14th DMZ Docs(2022)
I AM DOCU
Hang Sơn Đoòng was found in the deep jungle of central Vietnam. In this world's largest underground cave, there is a landscape and ecology as wonderful as its size. In 2014, when the Vietnamese government announced plans to install a cable car in the cave, it became the center of huge controversy. From the demand for environmental protection to the expectation that development will provide an opportunity to break free from poverty, the film follows the conflicts surrounding Hang Sơn Đoòng.

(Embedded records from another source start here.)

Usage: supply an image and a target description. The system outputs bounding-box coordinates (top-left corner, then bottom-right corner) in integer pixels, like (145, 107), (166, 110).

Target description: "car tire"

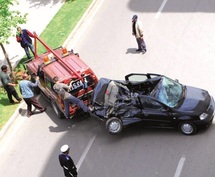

(51, 100), (65, 119)
(179, 122), (197, 135)
(106, 117), (123, 135)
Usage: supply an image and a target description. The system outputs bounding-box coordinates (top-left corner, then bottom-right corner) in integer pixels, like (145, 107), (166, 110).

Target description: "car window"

(140, 97), (164, 109)
(155, 77), (183, 107)
(128, 75), (148, 82)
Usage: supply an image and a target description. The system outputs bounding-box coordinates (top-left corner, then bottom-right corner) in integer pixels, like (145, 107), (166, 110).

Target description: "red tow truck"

(24, 32), (98, 118)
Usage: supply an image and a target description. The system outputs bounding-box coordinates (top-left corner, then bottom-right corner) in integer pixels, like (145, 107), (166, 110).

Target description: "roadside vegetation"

(0, 0), (93, 129)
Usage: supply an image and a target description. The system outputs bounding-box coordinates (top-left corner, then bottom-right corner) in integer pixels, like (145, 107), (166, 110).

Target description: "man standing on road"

(59, 144), (78, 177)
(0, 65), (22, 103)
(132, 15), (146, 53)
(53, 76), (90, 119)
(16, 27), (34, 59)
(19, 74), (46, 117)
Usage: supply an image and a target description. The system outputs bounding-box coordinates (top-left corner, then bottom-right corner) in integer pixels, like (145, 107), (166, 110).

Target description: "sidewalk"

(0, 0), (104, 141)
(0, 0), (64, 67)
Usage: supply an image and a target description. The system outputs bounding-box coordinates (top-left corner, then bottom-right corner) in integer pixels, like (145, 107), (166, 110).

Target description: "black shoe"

(87, 106), (94, 113)
(142, 50), (146, 54)
(136, 49), (143, 52)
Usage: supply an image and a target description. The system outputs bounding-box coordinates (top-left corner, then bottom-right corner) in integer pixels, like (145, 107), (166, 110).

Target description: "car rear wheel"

(51, 101), (65, 119)
(106, 117), (123, 134)
(179, 122), (197, 135)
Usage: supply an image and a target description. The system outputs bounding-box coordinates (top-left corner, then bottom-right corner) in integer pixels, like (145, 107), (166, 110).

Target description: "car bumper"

(195, 97), (215, 126)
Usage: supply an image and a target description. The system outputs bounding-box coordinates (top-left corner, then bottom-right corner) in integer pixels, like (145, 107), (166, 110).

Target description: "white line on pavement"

(174, 155), (186, 177)
(154, 0), (167, 19)
(76, 135), (96, 171)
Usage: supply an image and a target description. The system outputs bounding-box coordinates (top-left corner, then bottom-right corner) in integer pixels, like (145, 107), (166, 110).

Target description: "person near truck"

(53, 76), (90, 119)
(132, 15), (146, 53)
(19, 73), (46, 117)
(0, 65), (22, 103)
(16, 27), (34, 59)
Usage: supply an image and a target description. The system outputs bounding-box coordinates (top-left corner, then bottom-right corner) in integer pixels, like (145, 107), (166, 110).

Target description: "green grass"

(0, 0), (93, 129)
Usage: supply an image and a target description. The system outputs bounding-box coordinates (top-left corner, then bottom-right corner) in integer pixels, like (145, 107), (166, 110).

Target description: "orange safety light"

(62, 48), (68, 55)
(43, 56), (50, 64)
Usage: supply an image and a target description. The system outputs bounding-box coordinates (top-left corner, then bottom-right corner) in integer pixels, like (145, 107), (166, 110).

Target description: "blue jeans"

(24, 43), (34, 59)
(63, 95), (88, 117)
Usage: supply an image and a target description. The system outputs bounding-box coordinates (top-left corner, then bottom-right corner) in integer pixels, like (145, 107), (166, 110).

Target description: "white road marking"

(76, 135), (96, 171)
(174, 156), (186, 177)
(154, 0), (167, 19)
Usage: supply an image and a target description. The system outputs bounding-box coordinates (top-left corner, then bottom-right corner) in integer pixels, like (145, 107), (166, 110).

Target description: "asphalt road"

(0, 0), (215, 177)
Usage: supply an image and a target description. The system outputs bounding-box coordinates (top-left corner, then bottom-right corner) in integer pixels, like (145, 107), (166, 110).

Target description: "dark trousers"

(4, 86), (21, 103)
(136, 38), (146, 51)
(23, 43), (34, 59)
(63, 95), (88, 117)
(23, 97), (44, 115)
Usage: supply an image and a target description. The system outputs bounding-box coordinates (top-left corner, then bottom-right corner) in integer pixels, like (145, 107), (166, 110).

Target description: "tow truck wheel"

(51, 101), (65, 119)
(106, 117), (123, 134)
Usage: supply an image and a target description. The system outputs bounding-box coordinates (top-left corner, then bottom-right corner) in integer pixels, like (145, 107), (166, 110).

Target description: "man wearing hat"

(19, 74), (46, 117)
(0, 65), (22, 103)
(132, 15), (146, 53)
(59, 144), (78, 177)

Known as the largest cave in the world, Vietnam's Hang Son Doong is as amazing as its size and as mysterious as a landscape we have never seen before. Since this cave has been maintained in a sublime state for a long time, it seems that it is our duty to enjoy it with the eyes. Therefore, it is not unusual to criticize the Vietnamese government's plan to install a cable car and develop it into a tourist destination. But is that really the case? Who are those who insist that the cave should be preserved? Are those who insist it aware of the poverty of the indigenous people around Hang Son Doong? Do they know that the indigenous people's expectations for tourism revenue stemmed from their desire to pass on a better life to their descendants, not their pursuit of wealth? The film shows that various expectations related to the superb view of nature were formed based on different economic and social backgrounds. Do we not force anyone to make sacrifices in the name of reasonableness? Is there something reasonable for everyone?
Producer, Director living in Tokyo. A Crack In The Mountain is his first feature film and was awarded “Best International Documentary” at the 2022 Sedona International Film Festival.